There are many different types of genetic variation. One of the newest to be appreciated are submicroscopic DNA deletions or duplications called copy number variants (CNV), and they have garnered much attention in the autism scientific community [see 2008 Recurrent Chromosome 16p11 Copy Number Variants in Autism]. In a companion paper1 to the GWAS study published in Nature in April 2009 [The First Successful Genome-Wide Association Studies for Autism], researchers took advantage of their expansive set of genetic data to conduct additional analyses that would explore CNVs in the autism genome. Along with revealing genes involved in biological pathways previously connected to ASD, their results also surprisingly implicated a new cellular pathway, known as the 'ubiquitin pathway,' in the pathology of autism.

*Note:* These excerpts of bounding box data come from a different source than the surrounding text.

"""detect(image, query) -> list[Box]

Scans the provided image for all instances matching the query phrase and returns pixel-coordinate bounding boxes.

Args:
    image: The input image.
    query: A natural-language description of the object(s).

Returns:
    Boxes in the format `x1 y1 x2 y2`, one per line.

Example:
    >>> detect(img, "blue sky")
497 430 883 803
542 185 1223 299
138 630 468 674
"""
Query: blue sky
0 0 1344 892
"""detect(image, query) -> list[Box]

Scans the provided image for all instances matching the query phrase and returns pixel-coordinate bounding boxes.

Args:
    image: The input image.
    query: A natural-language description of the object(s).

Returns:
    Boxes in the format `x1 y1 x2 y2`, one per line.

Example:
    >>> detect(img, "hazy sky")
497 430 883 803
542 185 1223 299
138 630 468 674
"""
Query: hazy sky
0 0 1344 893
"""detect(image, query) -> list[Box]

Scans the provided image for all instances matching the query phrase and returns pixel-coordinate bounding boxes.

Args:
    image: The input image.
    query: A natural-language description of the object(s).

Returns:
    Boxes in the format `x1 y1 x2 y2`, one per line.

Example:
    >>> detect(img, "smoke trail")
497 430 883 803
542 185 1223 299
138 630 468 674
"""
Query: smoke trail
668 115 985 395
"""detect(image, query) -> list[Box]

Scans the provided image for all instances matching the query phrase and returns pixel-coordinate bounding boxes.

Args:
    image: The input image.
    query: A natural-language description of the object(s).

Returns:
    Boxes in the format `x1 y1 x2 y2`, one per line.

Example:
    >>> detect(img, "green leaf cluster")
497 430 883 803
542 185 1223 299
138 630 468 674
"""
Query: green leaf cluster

Genes are the instructions that create proteins. Proteins are in turn the functional end of our biology. By studying autism genetics, researchers are not only uncovering factors that can be used to assess the risk of developing autism, they are simultaneously unlocking the mystery of what biological pathways underlie ASD. To date, the majority of autism-associated CNVs have been found to lie in genes whose proteins help neurons adhere to each other and establish proper connections. Results of this newest and largest CNV study continued to confirm this association, finding several CNV in neuronal adhesion and synapse-related genes. Some of these had previously been linked to ASD, such as neurexin 1 [see 2009 Genetic Findings Lead to New Mouse Model in Autism], while others were new, such as a gene called ASTN2. Overall, these genes are similar in function to those found through the GWAS studies.
The second major class of genes in which the investigators uncovered CNV is the ubiquitin pathway. The ubiquitin system is primarily involved with altering protein function and disposing of unused molecules within cells. At first glance, the report of CNVs associated with the ubiquitin pathway was somewhat surprising, even if one of the genes in the pathway, UBE3A, has previously been linked to ASD because of its involvement in Angelman Syndrome. However, the authors note that one of the major roles of the ubiquitin pathway is to regulate the turnover of synaptic components, especially those related to plasticity and learning, including the cell-adhesion molecules identified by both their GWAS and CNV analyses. Thus, the authors speculate that the two different types of gene networks their CNV analyses identified may actually be functionally related.
Taken together the genetic findings of 2009 are helping to refine our understanding of autism. For instance, the discovery of CNV in genes that govern the ubiquitin pathway represents a new finding in autism. However, the fact that this can be functionally related to other autism genetic discoveries, specifically through a role in synapse activity, suggests that many of these seemingly disparate and individually rare mutations are converging at the level of biology. Therefore, although identification of the various different types of genetic mutations may define different subclasses of autism, and thereby reveal individual opportunities for future therapeutic development, they also suggest the possibility of developing a more general approach to treatment by focusing on the common biological pathways.